The singer raised over $1m through crowdfunding her own music
In her letter, written for Salon, the former Dresden Dolls singer shares her love of Morrissey’s music, even admitting to turning down the opportunity to meet him in person: “I couldn’t stomach the idea of Morrissey meeting me and not liking me, even if the chances were small.”
After asking her Twitter followers how many of them would be prepared to pay £3.22 to fund a digital-only Morrissey album, she gained over 1,400 positive responses “You have some of the most fanatical fans in the world; caring and devoted people from countries far and wide who would be really, really happy to support you at levels far beyond $5 just to have the songs in their ears,” she writes. “You’re possibly one of the best candidates on the planet to use crowdfunding, because of who you are and what you mean.”
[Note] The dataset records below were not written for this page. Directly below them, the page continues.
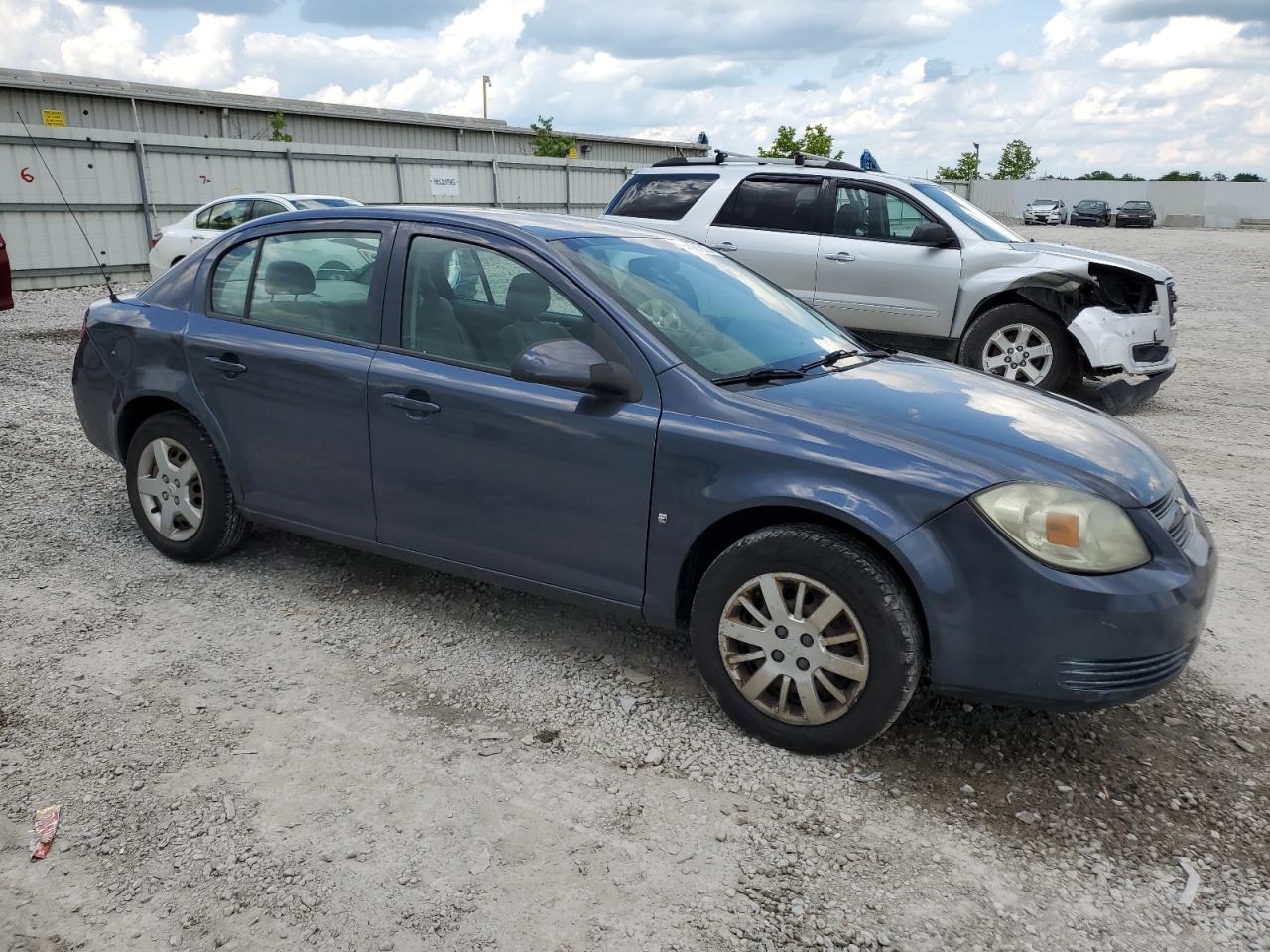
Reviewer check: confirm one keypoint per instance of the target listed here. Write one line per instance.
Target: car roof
(735, 169)
(548, 227)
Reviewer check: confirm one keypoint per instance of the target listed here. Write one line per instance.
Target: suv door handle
(227, 363)
(414, 407)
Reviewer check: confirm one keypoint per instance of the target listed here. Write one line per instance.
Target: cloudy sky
(1130, 85)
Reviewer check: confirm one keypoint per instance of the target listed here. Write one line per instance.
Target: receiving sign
(444, 181)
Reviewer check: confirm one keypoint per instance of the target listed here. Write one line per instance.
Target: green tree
(1016, 162)
(549, 143)
(277, 121)
(966, 169)
(816, 140)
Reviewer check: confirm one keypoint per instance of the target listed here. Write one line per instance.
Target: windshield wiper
(762, 375)
(834, 356)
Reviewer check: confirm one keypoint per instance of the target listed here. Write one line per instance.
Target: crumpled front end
(1129, 325)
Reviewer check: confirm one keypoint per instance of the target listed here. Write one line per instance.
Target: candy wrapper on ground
(45, 830)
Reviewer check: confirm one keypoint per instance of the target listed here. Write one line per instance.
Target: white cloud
(1192, 41)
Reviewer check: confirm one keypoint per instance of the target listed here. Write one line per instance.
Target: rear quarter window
(661, 197)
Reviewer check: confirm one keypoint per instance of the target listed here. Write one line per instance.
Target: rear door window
(318, 284)
(225, 214)
(661, 197)
(774, 204)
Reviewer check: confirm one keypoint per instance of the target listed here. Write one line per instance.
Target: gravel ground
(303, 748)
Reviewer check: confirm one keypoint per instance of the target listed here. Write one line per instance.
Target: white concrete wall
(1220, 203)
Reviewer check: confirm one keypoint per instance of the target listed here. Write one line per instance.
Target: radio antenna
(53, 178)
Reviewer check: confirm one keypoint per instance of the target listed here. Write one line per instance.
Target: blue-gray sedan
(629, 419)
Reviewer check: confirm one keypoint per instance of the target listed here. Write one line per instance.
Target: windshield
(716, 315)
(978, 220)
(310, 203)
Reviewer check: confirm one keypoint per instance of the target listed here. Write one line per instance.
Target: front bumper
(1006, 629)
(1139, 344)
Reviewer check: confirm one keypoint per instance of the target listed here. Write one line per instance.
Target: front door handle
(413, 405)
(227, 363)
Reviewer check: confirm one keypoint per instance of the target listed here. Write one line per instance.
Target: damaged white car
(910, 264)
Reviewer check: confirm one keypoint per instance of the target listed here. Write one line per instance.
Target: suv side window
(318, 284)
(661, 197)
(864, 212)
(774, 204)
(480, 307)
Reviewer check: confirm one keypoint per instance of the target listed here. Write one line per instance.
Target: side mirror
(931, 232)
(567, 362)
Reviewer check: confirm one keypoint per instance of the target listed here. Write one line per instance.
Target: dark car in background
(5, 278)
(1135, 214)
(1091, 212)
(631, 420)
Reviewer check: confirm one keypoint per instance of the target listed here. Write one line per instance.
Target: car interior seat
(431, 325)
(527, 298)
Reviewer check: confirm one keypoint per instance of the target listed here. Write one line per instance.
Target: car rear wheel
(180, 493)
(1019, 343)
(807, 639)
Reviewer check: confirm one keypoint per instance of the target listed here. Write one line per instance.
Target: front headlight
(1070, 530)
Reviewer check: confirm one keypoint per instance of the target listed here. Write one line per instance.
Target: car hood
(1083, 254)
(975, 429)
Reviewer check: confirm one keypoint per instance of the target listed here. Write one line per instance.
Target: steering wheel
(661, 315)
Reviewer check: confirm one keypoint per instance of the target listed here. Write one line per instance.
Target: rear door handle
(227, 363)
(414, 407)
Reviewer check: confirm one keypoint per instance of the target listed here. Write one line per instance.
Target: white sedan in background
(187, 235)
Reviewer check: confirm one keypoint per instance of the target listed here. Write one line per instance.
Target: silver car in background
(1046, 211)
(912, 266)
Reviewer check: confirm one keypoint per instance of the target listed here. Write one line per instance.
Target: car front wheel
(1020, 343)
(807, 639)
(180, 493)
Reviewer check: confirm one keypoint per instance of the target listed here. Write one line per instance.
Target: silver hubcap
(794, 649)
(1019, 352)
(171, 489)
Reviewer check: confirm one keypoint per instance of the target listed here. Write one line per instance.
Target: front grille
(1174, 515)
(1130, 674)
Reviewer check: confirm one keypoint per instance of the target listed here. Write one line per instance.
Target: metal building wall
(145, 109)
(118, 204)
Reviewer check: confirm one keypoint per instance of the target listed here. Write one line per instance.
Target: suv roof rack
(720, 158)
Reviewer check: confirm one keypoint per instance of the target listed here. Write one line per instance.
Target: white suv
(916, 267)
(180, 239)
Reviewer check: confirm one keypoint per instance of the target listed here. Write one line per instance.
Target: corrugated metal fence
(125, 185)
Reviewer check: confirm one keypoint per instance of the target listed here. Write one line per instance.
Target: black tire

Dismissing the idea that an artist needs a record label, Palmer continues: “What does one need a record label for nowadays? To put albums in stores? The stores are closing. To make all the phone calls, so that radio plays the album? The radio stations are closing. The good outlets with human beings programming them (non-commercial radio, college, the BBC) will probably just download the record if it’s good, and play it.”
However, Palmer ends the letter by admitting she thinks it unlikely Morrissey would get involved with a crowd-funded album.
Crowdsourcing has proved successful recently; with American TV show Veronica Mars raising $2 million in under 12 hours on Kickstarter and Scrubs star Zach Braff gaining the same amount to produce a follow-up to his 2004 film Garden State.